I look forward to my country being a land of free expression, where all citizens’ speeches are treated the same; here, different values, ideas, beliefs, political views . . . both compete with each other and coexist peacefully; here, majority and minority opinions will be given equal guarantees, in particular, political views different from those in power will be fully respected and protected; here, all political views will be spread in the sunlight for the people to choose; all citizens will be able to express their political views without fear, and will never be politically persecuted for voicing dissent; I hope to be the last victim of China’s endless literary inquisition, and that after this no one else will ever be jailed for their speech.

Freedom of expression is the basis of human rights, the source of humanity and the mother of truth. To block freedom of speech is to trample on human rights, to strangle humanity and to suppress the truth.

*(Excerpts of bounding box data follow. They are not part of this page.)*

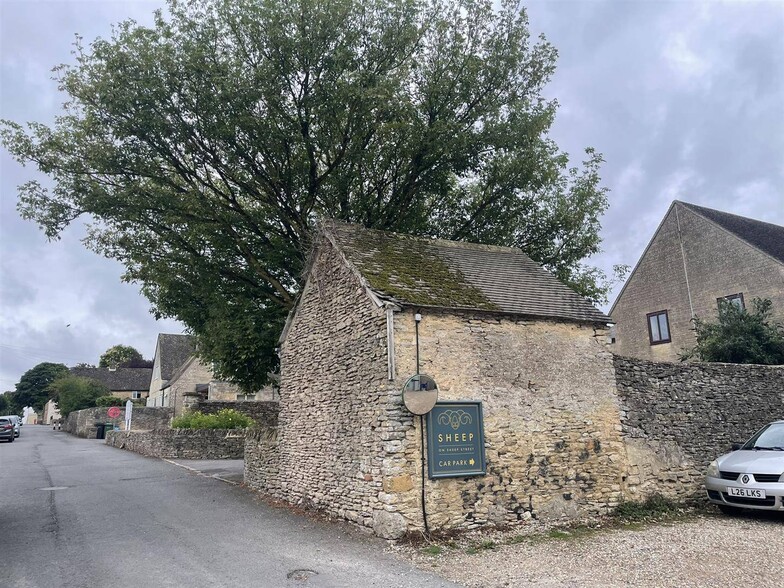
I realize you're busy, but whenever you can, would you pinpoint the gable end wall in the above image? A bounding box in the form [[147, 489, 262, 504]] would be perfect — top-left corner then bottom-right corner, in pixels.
[[246, 237, 394, 526], [612, 203, 784, 361]]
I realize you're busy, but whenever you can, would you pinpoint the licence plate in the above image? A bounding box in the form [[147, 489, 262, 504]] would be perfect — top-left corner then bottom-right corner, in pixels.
[[727, 488, 765, 499]]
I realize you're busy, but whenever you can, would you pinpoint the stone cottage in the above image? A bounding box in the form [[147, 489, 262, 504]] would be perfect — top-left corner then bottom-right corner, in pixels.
[[610, 200, 784, 361], [245, 222, 628, 537]]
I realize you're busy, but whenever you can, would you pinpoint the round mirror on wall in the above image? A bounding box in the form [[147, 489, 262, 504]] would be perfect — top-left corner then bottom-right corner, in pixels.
[[403, 374, 438, 414]]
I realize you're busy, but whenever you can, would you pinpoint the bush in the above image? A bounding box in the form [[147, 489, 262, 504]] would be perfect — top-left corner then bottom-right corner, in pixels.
[[50, 376, 109, 417], [172, 408, 253, 429], [95, 395, 125, 406]]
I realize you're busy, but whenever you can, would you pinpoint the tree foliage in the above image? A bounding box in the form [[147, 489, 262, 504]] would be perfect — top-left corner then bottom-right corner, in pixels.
[[51, 376, 110, 417], [98, 345, 144, 368], [0, 392, 24, 415], [2, 0, 607, 390], [681, 298, 784, 365], [15, 362, 69, 412]]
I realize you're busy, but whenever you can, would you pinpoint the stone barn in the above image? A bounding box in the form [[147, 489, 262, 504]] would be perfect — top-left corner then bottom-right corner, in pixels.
[[245, 222, 640, 538]]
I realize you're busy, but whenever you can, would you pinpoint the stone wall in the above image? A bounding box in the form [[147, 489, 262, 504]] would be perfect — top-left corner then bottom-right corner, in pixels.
[[164, 356, 212, 417], [106, 429, 245, 459], [63, 406, 173, 439], [390, 309, 626, 530], [612, 203, 784, 361], [246, 239, 392, 527], [246, 238, 626, 537], [243, 427, 286, 492], [614, 356, 784, 498], [193, 400, 280, 427]]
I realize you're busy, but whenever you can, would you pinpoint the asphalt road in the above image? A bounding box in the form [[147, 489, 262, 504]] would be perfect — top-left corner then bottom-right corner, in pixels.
[[0, 425, 455, 588]]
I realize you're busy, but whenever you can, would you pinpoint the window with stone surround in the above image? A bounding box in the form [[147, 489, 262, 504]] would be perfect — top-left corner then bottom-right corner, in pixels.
[[646, 310, 670, 345], [716, 292, 746, 310]]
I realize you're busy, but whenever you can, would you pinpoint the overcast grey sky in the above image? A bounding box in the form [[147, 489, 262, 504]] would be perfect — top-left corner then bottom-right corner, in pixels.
[[0, 0, 784, 391]]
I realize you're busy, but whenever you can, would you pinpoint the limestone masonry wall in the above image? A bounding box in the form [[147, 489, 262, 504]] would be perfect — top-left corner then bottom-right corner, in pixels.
[[106, 429, 245, 459], [63, 406, 174, 439], [193, 400, 280, 427], [614, 356, 784, 498], [246, 241, 392, 526], [382, 310, 626, 530]]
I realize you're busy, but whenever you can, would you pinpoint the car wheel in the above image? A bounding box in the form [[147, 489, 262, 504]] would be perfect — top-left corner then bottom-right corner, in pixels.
[[717, 504, 740, 515]]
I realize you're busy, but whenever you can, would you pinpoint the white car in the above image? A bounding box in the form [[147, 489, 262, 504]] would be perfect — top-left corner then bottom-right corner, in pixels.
[[0, 414, 22, 437], [705, 420, 784, 513]]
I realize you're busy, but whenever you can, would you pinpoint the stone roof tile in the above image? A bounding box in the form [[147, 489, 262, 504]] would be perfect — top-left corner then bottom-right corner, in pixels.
[[325, 221, 610, 323], [680, 202, 784, 263]]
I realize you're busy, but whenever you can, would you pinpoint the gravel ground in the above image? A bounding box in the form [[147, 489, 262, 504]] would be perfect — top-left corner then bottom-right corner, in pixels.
[[400, 513, 784, 588]]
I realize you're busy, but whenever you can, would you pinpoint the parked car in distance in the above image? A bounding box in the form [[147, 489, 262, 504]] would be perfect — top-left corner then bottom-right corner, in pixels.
[[0, 417, 16, 443], [0, 414, 22, 437], [705, 420, 784, 514]]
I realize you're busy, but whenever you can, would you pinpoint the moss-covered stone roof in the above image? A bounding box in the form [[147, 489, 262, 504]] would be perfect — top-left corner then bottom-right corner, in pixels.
[[324, 221, 609, 323]]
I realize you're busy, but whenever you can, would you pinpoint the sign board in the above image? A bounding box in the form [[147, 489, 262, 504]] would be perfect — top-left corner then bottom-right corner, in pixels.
[[125, 400, 133, 431], [427, 401, 486, 478], [403, 374, 438, 414]]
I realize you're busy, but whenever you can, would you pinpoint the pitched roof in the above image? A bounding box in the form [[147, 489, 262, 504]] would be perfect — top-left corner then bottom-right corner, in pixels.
[[324, 221, 610, 323], [155, 333, 196, 380], [71, 367, 152, 392], [678, 201, 784, 263]]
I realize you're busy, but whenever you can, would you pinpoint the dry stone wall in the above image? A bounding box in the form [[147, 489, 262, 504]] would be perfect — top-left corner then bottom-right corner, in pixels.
[[106, 429, 245, 459], [383, 310, 626, 530], [614, 356, 784, 498], [246, 241, 392, 527], [63, 406, 174, 439]]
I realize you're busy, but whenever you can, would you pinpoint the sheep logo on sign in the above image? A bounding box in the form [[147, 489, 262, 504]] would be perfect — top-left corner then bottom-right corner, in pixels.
[[438, 410, 471, 431]]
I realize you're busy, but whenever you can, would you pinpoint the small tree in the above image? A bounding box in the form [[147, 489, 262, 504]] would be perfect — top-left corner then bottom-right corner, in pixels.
[[52, 376, 110, 417], [98, 345, 144, 368], [680, 298, 784, 365], [15, 362, 69, 412]]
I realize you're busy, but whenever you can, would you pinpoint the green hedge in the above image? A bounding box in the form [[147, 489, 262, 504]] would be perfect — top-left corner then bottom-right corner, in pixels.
[[172, 408, 254, 429]]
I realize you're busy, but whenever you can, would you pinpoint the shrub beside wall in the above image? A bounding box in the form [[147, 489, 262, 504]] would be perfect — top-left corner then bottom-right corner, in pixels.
[[193, 400, 280, 427]]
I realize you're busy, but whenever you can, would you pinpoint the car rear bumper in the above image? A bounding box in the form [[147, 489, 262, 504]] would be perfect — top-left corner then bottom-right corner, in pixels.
[[705, 477, 784, 511]]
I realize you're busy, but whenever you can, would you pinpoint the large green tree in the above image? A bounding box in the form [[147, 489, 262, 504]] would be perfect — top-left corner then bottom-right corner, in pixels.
[[2, 0, 607, 389], [52, 376, 110, 417], [15, 362, 70, 412], [98, 345, 144, 368], [681, 298, 784, 365]]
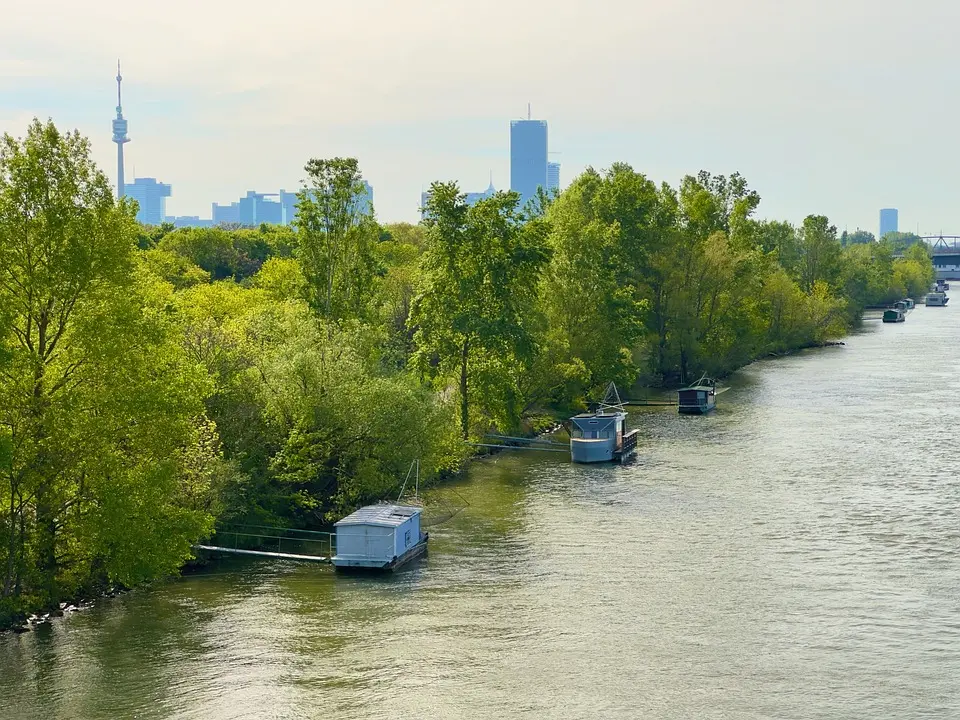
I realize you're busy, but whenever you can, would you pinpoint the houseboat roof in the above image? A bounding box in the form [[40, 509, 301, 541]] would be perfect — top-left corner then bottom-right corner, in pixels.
[[570, 412, 627, 420], [333, 504, 422, 527]]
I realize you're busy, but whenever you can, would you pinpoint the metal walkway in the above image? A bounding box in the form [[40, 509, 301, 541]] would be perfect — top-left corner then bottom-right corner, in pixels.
[[193, 525, 337, 563]]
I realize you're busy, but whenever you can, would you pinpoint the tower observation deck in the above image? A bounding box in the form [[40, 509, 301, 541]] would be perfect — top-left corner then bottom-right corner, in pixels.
[[113, 60, 130, 200]]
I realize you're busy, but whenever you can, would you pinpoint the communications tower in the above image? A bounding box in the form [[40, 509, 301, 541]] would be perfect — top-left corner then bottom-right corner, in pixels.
[[113, 60, 130, 200]]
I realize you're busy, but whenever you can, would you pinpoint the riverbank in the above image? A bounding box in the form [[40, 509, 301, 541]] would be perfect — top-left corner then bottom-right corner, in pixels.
[[0, 306, 960, 720]]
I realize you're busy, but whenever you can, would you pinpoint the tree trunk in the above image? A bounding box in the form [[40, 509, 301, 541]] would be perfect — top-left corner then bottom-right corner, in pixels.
[[2, 475, 17, 597], [460, 339, 470, 440]]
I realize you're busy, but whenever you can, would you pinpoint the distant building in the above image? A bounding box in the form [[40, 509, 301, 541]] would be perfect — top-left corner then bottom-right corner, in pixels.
[[212, 180, 373, 227], [124, 178, 173, 225], [547, 162, 560, 190], [211, 203, 240, 225], [510, 120, 547, 207], [163, 215, 213, 227], [420, 177, 497, 213], [880, 208, 900, 240]]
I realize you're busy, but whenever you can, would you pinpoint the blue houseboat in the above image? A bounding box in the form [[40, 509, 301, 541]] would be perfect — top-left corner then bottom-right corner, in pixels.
[[332, 504, 430, 571], [883, 307, 907, 322], [570, 383, 640, 463], [677, 377, 717, 415]]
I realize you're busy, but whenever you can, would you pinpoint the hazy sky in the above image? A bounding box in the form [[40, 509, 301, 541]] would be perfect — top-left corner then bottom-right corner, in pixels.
[[0, 0, 960, 234]]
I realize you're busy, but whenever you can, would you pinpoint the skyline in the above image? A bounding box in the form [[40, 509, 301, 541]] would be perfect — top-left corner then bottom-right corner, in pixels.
[[0, 0, 960, 234]]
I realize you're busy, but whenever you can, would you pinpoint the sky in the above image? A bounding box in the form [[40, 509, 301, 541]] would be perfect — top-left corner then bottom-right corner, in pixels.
[[0, 0, 960, 234]]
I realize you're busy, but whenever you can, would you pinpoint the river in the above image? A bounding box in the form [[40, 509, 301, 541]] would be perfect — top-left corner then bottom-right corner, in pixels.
[[0, 306, 960, 720]]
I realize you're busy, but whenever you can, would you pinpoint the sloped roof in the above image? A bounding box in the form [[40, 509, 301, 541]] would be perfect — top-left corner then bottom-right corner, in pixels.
[[333, 504, 422, 527]]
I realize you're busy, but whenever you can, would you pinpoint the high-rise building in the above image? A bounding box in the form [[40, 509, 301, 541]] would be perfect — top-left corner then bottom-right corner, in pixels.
[[880, 208, 900, 240], [211, 180, 373, 227], [121, 177, 173, 225], [547, 162, 560, 190], [210, 203, 240, 225], [113, 60, 130, 200], [510, 113, 547, 207]]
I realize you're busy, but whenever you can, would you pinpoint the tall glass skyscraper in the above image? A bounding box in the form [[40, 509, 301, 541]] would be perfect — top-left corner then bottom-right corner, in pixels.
[[547, 163, 560, 190], [125, 178, 173, 225], [879, 208, 900, 240], [510, 120, 547, 207]]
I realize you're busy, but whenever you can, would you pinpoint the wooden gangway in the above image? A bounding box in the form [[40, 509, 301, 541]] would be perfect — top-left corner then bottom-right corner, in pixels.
[[193, 525, 337, 563]]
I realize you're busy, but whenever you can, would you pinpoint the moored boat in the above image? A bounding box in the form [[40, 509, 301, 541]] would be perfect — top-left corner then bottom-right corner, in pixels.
[[677, 376, 717, 415], [331, 503, 430, 571], [570, 383, 640, 463]]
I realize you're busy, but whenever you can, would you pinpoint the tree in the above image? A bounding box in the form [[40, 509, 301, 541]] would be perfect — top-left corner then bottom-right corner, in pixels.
[[295, 158, 379, 321], [840, 230, 877, 247], [0, 121, 217, 603], [798, 215, 840, 293], [410, 183, 549, 439]]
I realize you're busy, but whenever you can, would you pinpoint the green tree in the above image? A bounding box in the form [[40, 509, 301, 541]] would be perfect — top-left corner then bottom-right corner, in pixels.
[[0, 121, 209, 603], [295, 158, 380, 321], [410, 183, 549, 438], [798, 215, 840, 293]]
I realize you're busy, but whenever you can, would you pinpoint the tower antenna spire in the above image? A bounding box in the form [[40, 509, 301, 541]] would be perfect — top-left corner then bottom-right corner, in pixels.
[[113, 58, 130, 200]]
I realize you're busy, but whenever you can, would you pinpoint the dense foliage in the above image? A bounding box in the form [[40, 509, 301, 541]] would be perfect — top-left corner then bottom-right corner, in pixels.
[[0, 122, 932, 613]]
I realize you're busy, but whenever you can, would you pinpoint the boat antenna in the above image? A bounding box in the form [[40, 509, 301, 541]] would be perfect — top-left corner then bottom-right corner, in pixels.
[[397, 458, 420, 502], [599, 382, 624, 412]]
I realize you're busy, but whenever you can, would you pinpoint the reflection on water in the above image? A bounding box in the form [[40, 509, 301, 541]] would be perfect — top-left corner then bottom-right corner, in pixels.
[[0, 307, 960, 720]]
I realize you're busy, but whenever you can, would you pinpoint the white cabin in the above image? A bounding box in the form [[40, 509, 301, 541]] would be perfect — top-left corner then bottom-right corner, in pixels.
[[333, 504, 426, 568]]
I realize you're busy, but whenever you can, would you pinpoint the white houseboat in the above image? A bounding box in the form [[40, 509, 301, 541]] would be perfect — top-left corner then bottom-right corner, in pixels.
[[332, 504, 430, 570], [570, 383, 640, 463], [677, 377, 717, 415]]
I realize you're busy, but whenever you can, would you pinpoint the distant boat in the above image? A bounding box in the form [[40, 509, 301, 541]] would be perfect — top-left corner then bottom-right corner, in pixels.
[[332, 504, 430, 571], [570, 383, 640, 463], [677, 376, 717, 415]]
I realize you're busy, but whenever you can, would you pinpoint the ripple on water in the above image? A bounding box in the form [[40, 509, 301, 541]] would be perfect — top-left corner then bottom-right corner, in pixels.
[[0, 307, 960, 720]]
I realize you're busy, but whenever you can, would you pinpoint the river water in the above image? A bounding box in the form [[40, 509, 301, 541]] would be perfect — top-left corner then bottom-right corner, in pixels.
[[0, 306, 960, 720]]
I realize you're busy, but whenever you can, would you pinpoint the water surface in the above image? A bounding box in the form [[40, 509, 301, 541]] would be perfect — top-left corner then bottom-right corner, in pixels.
[[0, 306, 960, 720]]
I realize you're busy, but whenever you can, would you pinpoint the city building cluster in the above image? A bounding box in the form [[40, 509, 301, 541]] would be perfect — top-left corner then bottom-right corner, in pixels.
[[113, 62, 560, 227]]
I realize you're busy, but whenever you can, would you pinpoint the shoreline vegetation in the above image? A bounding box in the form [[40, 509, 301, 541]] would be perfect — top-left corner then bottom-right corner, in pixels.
[[0, 121, 933, 627]]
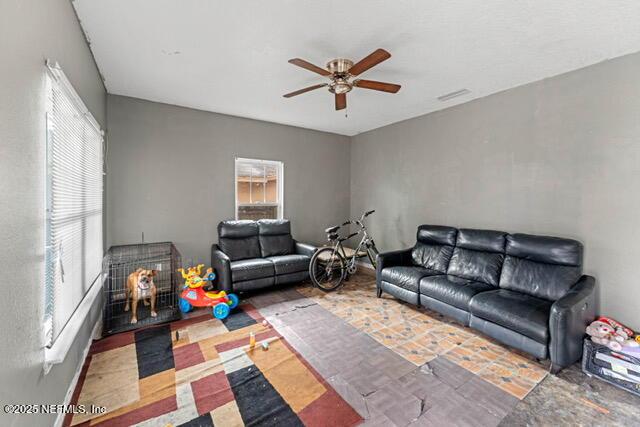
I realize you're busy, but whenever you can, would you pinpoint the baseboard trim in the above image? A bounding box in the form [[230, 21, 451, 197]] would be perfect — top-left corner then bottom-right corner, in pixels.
[[53, 312, 102, 427]]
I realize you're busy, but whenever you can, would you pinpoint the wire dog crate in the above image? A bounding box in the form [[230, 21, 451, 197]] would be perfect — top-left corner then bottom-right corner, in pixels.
[[102, 242, 182, 336]]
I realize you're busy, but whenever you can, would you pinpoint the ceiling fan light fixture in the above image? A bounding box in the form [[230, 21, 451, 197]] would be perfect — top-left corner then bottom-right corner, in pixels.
[[329, 77, 353, 95], [283, 49, 401, 110]]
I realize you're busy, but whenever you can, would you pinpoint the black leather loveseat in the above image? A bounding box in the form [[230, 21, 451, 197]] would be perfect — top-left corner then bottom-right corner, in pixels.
[[211, 219, 316, 292], [376, 225, 595, 371]]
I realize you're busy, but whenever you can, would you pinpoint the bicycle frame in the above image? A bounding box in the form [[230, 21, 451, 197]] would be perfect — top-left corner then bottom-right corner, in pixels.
[[333, 214, 378, 269]]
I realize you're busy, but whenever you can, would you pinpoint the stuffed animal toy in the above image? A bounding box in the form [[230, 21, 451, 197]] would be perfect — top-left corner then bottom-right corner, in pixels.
[[587, 319, 622, 351], [587, 317, 638, 351]]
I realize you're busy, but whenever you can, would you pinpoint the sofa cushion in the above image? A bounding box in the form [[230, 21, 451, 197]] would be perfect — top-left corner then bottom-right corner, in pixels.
[[447, 229, 507, 287], [380, 266, 440, 294], [411, 225, 458, 273], [258, 219, 293, 257], [267, 254, 311, 275], [456, 228, 507, 254], [230, 258, 275, 282], [218, 221, 261, 261], [499, 234, 582, 301], [420, 275, 495, 311], [469, 289, 553, 344]]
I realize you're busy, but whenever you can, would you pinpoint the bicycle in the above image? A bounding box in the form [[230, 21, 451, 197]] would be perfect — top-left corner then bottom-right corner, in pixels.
[[309, 210, 378, 292]]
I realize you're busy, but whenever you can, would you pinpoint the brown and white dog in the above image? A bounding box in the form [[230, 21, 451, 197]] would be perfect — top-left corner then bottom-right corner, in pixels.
[[124, 268, 158, 323]]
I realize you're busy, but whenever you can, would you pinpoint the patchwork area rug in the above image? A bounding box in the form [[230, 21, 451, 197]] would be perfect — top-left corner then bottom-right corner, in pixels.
[[297, 274, 548, 399], [65, 304, 362, 427]]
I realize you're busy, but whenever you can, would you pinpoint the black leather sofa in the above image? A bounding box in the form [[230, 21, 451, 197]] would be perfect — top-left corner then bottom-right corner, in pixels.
[[211, 219, 316, 293], [376, 225, 595, 372]]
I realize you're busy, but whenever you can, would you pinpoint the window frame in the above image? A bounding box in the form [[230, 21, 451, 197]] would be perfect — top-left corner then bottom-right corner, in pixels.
[[233, 157, 284, 220], [42, 60, 105, 374]]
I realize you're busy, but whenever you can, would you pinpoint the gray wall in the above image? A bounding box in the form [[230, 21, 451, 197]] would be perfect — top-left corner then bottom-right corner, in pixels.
[[351, 54, 640, 329], [0, 0, 106, 426], [107, 95, 350, 263]]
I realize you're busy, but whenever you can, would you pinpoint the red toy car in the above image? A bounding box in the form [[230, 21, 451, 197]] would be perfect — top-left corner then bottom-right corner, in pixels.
[[178, 269, 240, 319]]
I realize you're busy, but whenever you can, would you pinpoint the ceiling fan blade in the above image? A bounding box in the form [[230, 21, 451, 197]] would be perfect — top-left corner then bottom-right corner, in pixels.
[[353, 79, 402, 93], [282, 83, 327, 98], [349, 49, 391, 76], [336, 93, 347, 110], [289, 58, 331, 76]]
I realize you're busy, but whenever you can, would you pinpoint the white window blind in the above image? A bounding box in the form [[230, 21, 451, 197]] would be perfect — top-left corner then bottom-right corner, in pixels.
[[45, 61, 103, 363], [235, 158, 284, 220]]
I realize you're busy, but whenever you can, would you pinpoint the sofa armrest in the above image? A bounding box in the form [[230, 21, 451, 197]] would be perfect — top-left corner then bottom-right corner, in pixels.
[[376, 248, 411, 289], [211, 245, 233, 292], [549, 275, 596, 368], [293, 240, 318, 258]]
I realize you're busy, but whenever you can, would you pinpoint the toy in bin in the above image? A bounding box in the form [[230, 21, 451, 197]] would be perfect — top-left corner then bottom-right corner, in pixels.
[[178, 264, 240, 319]]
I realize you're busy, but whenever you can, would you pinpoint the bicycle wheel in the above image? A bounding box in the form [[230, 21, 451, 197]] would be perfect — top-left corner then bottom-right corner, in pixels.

Sources: Aung San Suu Kyi, Freedom from Fear and Other Writings, ed. Michael Aris (New York: Penguin, 2010), pp. 180–185. Copyright © 1991, 1995 Aung San Suu Kyi. Used by permission of Viking Penguin, a division of Penguin Group (USA) LLC, and by permission of Penguin Books Ltd.; “Text of Chinese Dissident’s ‘Final Statement,’” The Lede (blog), New York Times, December 10, 2010, http://thelede.blogs.nytimes.com/2010/12/10/text-of-chinese-dissidents-final-statement/. Used by permission of David Kelly.

QUESTIONS FOR ANALYSIS

  1. How do Suu Kyi and Liu frame their appeals as just?
  2. What does freedom mean to Suu Kyi? To Liu?